Bishop's Sutton, Stocks Cottage 1981

Holberry Cottage c1869 with the Ray Family

Robert Ray was a road surveyor and died shortly after this was taken, aged 75 his wife Rebecca was 30 years his junior. The two children are probably their daughters, Laura and Selina.

Rebecca and the girls were still there two years later and had two servants. In the 1881 Census, Rebecca, now 56 was living on the income from a cottage property. The girls, in their 20’s and both unmarried had a boarder and a 16-year-old boy servant described as a cowboy living with them.

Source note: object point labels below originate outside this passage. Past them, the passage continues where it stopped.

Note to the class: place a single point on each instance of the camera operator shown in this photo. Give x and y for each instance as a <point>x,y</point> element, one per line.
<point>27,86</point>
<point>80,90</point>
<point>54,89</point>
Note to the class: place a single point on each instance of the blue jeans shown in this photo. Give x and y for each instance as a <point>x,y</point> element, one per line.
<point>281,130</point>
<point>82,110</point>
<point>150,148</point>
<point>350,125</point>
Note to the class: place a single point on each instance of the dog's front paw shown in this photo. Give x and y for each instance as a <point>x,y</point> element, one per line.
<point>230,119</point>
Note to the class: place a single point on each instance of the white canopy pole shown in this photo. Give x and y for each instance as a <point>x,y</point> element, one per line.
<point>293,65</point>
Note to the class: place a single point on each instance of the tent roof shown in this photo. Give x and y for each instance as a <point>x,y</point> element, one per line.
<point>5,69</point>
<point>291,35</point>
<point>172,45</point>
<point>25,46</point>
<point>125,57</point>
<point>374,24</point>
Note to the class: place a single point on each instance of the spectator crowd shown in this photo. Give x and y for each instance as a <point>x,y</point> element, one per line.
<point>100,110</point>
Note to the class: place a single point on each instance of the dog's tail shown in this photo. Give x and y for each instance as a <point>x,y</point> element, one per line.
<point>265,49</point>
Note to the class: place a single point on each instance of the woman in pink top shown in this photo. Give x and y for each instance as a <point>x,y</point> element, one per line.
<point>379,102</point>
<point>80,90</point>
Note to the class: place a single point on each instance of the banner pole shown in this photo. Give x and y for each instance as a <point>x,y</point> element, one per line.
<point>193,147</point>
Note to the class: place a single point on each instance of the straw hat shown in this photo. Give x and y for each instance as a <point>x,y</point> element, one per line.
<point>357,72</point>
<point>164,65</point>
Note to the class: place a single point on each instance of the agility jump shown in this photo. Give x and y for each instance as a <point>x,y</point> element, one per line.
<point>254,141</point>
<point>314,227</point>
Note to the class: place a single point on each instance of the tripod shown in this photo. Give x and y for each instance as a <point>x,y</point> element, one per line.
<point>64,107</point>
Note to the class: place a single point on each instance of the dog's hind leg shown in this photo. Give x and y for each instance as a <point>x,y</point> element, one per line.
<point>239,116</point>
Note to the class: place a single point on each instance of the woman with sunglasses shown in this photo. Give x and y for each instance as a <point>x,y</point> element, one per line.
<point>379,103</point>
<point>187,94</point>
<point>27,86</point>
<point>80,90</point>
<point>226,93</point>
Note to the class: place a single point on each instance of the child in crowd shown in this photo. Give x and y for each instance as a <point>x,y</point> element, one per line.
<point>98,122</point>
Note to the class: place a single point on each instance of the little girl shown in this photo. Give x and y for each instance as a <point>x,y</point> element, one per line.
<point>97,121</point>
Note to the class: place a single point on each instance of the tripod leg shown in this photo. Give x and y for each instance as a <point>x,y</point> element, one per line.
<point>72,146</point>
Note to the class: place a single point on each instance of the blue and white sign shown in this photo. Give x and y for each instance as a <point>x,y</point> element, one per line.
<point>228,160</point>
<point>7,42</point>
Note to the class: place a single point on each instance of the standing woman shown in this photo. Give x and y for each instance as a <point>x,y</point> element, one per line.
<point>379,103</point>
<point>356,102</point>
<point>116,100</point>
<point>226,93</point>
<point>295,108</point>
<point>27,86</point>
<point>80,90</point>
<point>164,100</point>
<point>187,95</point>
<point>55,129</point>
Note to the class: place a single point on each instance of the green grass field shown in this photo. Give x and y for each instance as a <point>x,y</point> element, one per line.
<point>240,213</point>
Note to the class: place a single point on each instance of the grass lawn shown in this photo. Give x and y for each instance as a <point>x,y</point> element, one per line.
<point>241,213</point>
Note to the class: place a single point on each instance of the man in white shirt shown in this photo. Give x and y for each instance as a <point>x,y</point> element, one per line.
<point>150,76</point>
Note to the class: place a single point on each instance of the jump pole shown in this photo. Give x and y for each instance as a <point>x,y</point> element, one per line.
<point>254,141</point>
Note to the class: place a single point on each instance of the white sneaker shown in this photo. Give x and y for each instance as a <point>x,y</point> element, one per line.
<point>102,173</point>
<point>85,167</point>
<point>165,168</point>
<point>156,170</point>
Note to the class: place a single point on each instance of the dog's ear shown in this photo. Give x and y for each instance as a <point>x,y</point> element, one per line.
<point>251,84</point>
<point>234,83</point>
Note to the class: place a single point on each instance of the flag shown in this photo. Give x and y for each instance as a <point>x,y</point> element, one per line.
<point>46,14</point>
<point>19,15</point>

In the 1891 census, they had no servants just a lodger a clerk in holy orders. Rebecca died in 1894, leaving the girls still spinsters at Holberry.

In the 1901 census, both sisters were described as cow keepers with their 10-year-old nephew Donald now living with them. Laura died at 55 in 1910.

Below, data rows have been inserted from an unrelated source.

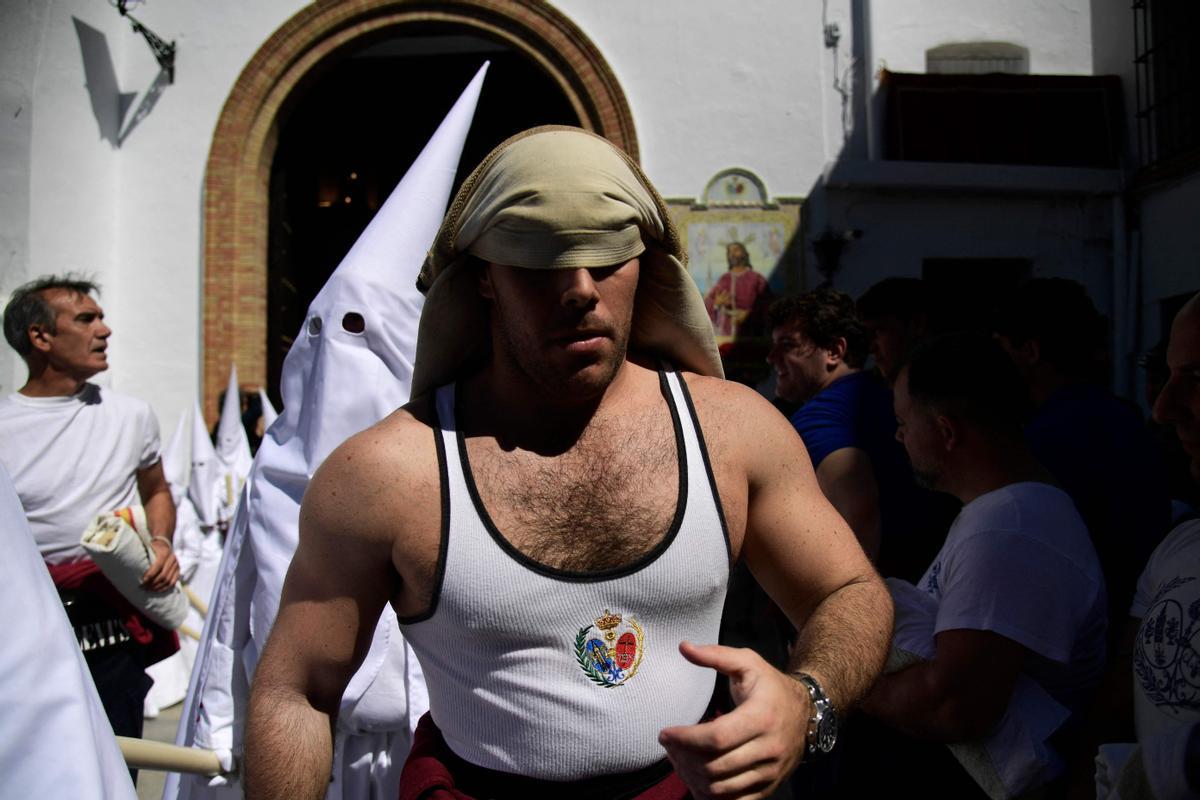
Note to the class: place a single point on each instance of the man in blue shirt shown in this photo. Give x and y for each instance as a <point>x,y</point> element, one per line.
<point>1096,445</point>
<point>819,348</point>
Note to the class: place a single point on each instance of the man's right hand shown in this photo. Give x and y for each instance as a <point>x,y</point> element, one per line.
<point>163,573</point>
<point>748,752</point>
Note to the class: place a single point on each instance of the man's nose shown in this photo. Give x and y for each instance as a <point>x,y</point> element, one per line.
<point>1168,408</point>
<point>581,289</point>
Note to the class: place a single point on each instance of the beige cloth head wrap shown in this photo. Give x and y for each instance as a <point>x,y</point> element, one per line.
<point>558,198</point>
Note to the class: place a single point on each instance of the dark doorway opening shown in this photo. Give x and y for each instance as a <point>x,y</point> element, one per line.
<point>351,131</point>
<point>967,288</point>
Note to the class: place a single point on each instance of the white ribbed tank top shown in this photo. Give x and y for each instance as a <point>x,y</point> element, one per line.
<point>562,675</point>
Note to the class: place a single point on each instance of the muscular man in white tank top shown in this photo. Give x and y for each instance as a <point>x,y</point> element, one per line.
<point>553,519</point>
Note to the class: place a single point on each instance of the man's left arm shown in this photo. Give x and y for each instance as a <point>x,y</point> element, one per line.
<point>809,561</point>
<point>959,696</point>
<point>160,509</point>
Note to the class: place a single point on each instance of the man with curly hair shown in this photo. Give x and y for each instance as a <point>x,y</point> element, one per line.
<point>819,348</point>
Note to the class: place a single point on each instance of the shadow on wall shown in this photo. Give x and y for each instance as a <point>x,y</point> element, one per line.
<point>109,104</point>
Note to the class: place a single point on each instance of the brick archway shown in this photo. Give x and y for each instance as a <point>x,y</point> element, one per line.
<point>239,167</point>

In the 1911 census, Selina and her nephew Donald and a domestic servant girl Dorothy Shepherd 15 years old were living at Holberry . By 1924 Selina had moved to Winchester where she died in 1928. By 1924 Patrick Connell Sharp and his wife had moved in, and 1931 William Hillary was living there. I think that was Bill Hillary’s father who latterly lived in Bighton lane.

Bishop's Sutton, Holberry Cottage 1869

The Old Post Office School lane. One of the oldest buildings in the village, chiefly 17th & 18th Century

The Post House or Office was not in the early times a dedicated building, but simply the house where the Sub Post Master or Mistress lived and where the post would be delivered to. In Bishop's Sutton’s Case this would have been from from New Alresford - who in turn received it from Winchester. For example in 1885 most of the local post would have been collected in Alresford and further away would arrive at Winchester by train in the early hours to be dispatched to Alresford, sorted to arrive at Bishop's Sutton by 6.45am and again by 1.30pm (delivered around the village at 11.40am and again at 7.30pm). Each time letters would be taken back from Bishop's Sutton to Alresford for sorting and delivering.

It seems that the post office moved across the road to the old shop by the 1890’s and was for a short time in the 1940’s at the Mill lane end of the village before returning to the shop where it stayed until the 1970’s when the shop closed. The Old Post House was a tied cottage to Bishop's Sutton Manor Farm until it was sold and is now a private dwelling.